= Crickett Smith =

American jazz musician

William Crickett Smith (February 8, 1881 – August 30, 1944) was an American ragtime, blues and jazz cornetist and trumpeter.

== Career ==
Little is known of Smith's early life, though he was born in Emporia, Kansas, the child of Tennessee Exodusters.

His professional career began in childhood, performing in Nathaniel Clark Smith's Picaninny Band before moving into minstrel troupes, vaudeville and cabaret. In 1913–1914, he made several early recordings with James Reese Europe's group, the Clef Club Society Orchestra. Between 1914 and 1919, he performed in the Ford Dabney Orchestra, the resident band at Florenz Ziegfeld's Broadway cabaret, Midnight Frolics. Between 1917 and 1919, they produced several dozen phonographs.

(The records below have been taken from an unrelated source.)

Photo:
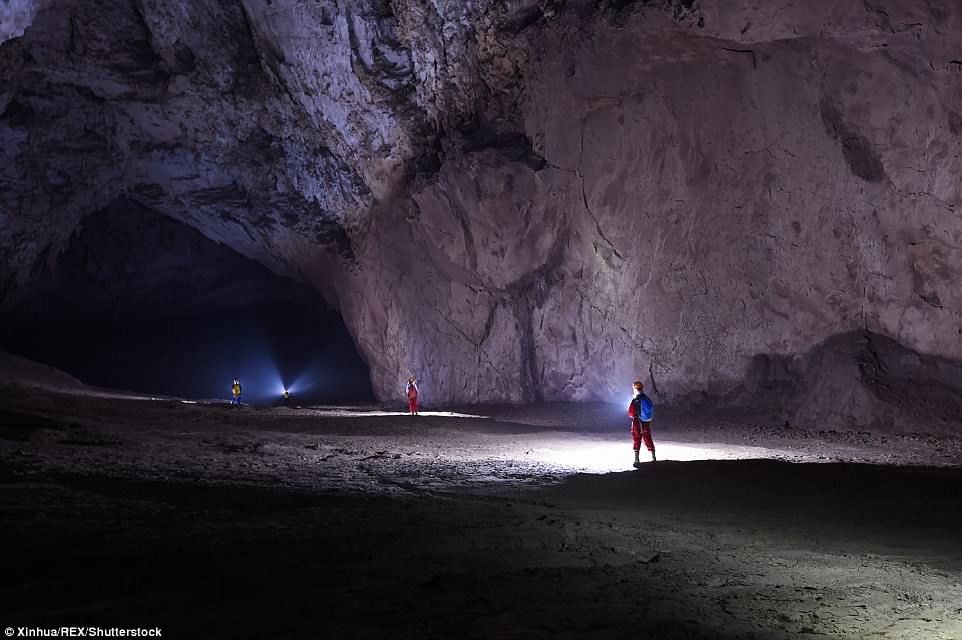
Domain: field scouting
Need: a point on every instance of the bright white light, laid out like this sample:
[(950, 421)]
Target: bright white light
[(603, 457), (349, 413)]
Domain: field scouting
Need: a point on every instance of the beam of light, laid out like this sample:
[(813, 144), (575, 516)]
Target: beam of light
[(344, 412), (607, 456)]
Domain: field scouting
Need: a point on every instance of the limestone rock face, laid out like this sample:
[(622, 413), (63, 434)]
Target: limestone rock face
[(520, 200)]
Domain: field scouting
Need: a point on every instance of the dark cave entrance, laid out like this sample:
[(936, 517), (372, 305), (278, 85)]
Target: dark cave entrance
[(141, 302)]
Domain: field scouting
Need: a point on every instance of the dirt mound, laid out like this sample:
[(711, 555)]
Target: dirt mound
[(17, 371), (857, 380)]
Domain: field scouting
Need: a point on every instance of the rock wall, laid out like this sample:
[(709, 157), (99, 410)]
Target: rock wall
[(523, 200)]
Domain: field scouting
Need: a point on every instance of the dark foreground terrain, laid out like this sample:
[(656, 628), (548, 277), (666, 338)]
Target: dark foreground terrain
[(225, 522)]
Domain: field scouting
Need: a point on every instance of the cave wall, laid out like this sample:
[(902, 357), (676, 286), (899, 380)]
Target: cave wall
[(522, 200)]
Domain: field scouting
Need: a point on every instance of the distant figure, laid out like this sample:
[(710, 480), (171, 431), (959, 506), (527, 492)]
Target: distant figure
[(641, 412), (412, 393)]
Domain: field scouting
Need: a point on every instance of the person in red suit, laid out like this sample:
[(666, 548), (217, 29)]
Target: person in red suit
[(412, 393), (641, 411)]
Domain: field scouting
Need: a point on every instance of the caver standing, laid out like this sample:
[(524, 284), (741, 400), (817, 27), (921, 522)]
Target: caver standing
[(641, 411), (411, 390)]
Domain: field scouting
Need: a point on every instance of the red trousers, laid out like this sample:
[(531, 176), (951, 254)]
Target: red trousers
[(641, 431)]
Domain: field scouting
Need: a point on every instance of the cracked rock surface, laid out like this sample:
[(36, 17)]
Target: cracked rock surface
[(524, 200)]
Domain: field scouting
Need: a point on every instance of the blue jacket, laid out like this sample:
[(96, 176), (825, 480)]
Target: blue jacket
[(644, 409)]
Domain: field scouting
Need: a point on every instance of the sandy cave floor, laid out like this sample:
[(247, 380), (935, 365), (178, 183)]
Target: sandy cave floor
[(478, 522)]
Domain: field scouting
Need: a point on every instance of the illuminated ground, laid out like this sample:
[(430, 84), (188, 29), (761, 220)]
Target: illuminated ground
[(496, 522)]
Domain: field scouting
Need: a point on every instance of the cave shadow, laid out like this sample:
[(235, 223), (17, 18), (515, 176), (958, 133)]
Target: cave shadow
[(911, 511), (141, 302)]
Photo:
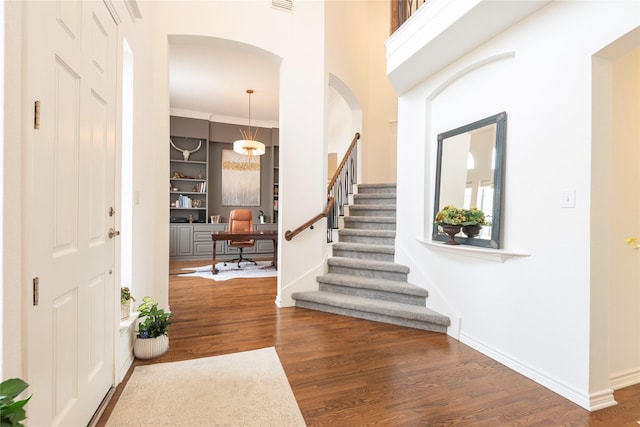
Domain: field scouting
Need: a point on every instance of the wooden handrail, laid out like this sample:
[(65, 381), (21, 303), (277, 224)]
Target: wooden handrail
[(288, 235)]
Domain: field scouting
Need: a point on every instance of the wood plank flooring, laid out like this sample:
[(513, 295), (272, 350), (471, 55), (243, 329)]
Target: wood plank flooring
[(351, 372)]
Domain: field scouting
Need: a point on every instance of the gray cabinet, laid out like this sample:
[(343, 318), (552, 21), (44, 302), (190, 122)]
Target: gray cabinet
[(188, 182), (193, 241)]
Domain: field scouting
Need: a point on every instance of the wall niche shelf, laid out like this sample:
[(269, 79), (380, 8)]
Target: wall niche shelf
[(497, 255), (188, 181)]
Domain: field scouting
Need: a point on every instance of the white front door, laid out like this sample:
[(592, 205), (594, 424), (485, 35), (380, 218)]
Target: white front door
[(70, 66)]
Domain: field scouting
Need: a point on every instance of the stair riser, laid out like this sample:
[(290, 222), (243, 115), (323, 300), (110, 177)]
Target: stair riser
[(365, 225), (368, 189), (371, 212), (377, 256), (375, 294), (374, 200), (360, 272), (416, 324), (349, 238)]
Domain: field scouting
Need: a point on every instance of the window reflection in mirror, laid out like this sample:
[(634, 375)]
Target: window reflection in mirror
[(469, 173)]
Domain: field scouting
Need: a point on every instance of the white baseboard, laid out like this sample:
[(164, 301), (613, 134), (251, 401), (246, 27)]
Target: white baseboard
[(625, 379), (591, 402)]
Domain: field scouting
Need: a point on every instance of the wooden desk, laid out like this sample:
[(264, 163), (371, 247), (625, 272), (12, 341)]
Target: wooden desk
[(256, 235)]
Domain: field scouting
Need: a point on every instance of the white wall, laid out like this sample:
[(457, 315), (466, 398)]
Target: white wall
[(625, 274), (532, 313), (355, 54)]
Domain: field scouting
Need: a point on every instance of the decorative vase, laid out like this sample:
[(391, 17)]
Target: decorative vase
[(148, 348), (471, 230), (451, 230), (125, 310)]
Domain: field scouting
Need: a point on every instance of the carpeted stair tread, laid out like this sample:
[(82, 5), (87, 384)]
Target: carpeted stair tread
[(369, 222), (381, 207), (376, 188), (376, 219), (372, 283), (367, 233), (373, 197), (372, 306), (364, 247), (367, 264)]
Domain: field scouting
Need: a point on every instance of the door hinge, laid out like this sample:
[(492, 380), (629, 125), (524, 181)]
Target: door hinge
[(36, 115), (36, 290)]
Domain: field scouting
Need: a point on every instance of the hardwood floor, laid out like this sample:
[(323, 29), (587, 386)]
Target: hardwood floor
[(351, 372)]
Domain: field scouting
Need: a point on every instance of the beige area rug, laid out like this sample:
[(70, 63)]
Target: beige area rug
[(231, 271), (240, 389)]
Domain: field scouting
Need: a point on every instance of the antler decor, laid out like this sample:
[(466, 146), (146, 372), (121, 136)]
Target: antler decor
[(185, 153)]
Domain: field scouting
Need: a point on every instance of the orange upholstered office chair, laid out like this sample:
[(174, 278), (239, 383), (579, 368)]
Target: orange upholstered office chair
[(241, 220)]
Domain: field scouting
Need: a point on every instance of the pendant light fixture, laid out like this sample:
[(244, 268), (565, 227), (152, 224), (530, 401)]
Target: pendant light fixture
[(249, 145)]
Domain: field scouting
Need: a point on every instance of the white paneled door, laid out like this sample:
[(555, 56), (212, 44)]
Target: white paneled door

In June 1919, Smith relocated to Paris, playing with Louis Mitchell's Jazz Kings from 1919 to 1924, a group that recorded for Pathe Records. He became the leader of Mitchell's group in 1923. He toured France, Spain and Russia with his own bands from 1925 to 1933. During the Depression, he spent nine years in Southeast Asia, working with Herb Flemming, Leon Abbey, and Teddy Weatherford, mostly in Bombay and Batavia. In 1936, he recorded with a group called the Symphonians. Around 1943 he returned to New York, and died in late 1944.